Nessel sent the Brooklyn, N.Y.-based “Me Too Kits” Co. a Notice of Intended Action, notifying the business that it must immediately cease and desist from engaging in unlawful business practices. The company has 10 days in which to provide the Office of the Attorney General with assurances of voluntary compliance, which must include an agreement that the company will not sell these sexual assault kits to Michigan consumers.
The attorney general office said the company is marketing the product as “first ever sexual assault evidence kit for at-home use.”
“There is absolutely no benefit here for victims,” Nessel said. “In addition, some of the pitches the company is making actually demonize the process that allows the justice system to work. A victim should never be discouraged from reporting an assault and seeking the professional care he or she needs.”
Sexual assault evidence collection kits are free in Michigan to those who seek medical attention for sexual assault within 120 hours of the assault.

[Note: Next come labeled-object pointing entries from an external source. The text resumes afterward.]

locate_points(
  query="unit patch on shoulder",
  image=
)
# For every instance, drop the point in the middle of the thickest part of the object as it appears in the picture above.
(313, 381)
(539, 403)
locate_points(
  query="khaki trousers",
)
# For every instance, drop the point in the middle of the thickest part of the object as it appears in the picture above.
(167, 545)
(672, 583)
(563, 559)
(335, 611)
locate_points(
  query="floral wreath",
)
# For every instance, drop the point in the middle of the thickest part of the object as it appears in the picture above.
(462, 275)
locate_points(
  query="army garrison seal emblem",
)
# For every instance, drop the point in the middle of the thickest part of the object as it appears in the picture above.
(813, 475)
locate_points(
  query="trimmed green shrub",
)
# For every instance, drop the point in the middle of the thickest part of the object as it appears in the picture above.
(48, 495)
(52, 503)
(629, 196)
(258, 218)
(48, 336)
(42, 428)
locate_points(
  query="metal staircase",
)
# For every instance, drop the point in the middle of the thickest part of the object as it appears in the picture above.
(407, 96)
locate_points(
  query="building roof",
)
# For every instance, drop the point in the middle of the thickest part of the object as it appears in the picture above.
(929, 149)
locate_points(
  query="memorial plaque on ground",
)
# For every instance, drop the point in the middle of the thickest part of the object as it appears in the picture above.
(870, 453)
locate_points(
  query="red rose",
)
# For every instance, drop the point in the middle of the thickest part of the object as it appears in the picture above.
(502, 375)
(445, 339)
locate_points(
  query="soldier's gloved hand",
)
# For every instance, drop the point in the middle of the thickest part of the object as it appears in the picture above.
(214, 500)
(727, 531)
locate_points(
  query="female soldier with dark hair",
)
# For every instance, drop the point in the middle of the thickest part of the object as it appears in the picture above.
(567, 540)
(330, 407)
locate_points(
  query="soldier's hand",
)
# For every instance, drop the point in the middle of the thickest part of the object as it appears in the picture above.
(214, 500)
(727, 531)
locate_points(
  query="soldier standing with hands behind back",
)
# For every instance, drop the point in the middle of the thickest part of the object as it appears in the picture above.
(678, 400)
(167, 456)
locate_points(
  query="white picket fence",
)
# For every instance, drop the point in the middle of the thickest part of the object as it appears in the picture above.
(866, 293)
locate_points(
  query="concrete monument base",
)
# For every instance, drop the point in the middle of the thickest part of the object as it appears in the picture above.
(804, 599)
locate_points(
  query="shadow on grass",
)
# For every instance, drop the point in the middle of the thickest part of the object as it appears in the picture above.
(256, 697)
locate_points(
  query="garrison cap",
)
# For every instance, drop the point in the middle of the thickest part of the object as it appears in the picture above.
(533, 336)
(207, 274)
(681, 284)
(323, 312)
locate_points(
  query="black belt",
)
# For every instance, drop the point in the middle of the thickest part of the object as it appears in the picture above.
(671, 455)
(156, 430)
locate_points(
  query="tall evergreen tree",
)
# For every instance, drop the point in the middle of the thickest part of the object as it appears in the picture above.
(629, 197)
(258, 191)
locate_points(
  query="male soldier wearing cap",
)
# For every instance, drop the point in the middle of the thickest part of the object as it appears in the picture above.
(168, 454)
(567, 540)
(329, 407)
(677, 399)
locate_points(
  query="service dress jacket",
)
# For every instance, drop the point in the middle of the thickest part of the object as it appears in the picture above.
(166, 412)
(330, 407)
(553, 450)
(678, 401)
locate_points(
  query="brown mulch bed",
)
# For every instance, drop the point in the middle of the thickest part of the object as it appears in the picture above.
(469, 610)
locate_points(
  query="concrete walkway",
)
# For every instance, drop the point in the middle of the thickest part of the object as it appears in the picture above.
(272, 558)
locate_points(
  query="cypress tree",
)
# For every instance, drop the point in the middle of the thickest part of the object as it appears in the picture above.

The evidence kit is included in a sexual assault medical forensic examination, which by law is provided at no charge to the victim.
Nessel also warned the kits would not only cost victims their own money but would prevent them from getting the health care services they need following an assault. In addition, she said the kits would likely undermine law enforcement efforts to capture, charge, try and convict rapists, especially unknown and repeat assailants.
“This company is shamelessly trying to take financial advantage of the ‘Me Too’ movement by luring victims into thinking that an at-home-do-it-yourself sexual assault kit will stand up in court,” said Nessel. “Nothing could be further from the truth. Career prosecutors know that evidence collected in this way would not provide the necessary chain of custody. And it is unlikely any private lab would have access to CODIS (Combined DNA Index System, a national DNA data base created and maintained by the FBI), which would significantly limit the ability to identify unknown perpetrators or repeat offenders.”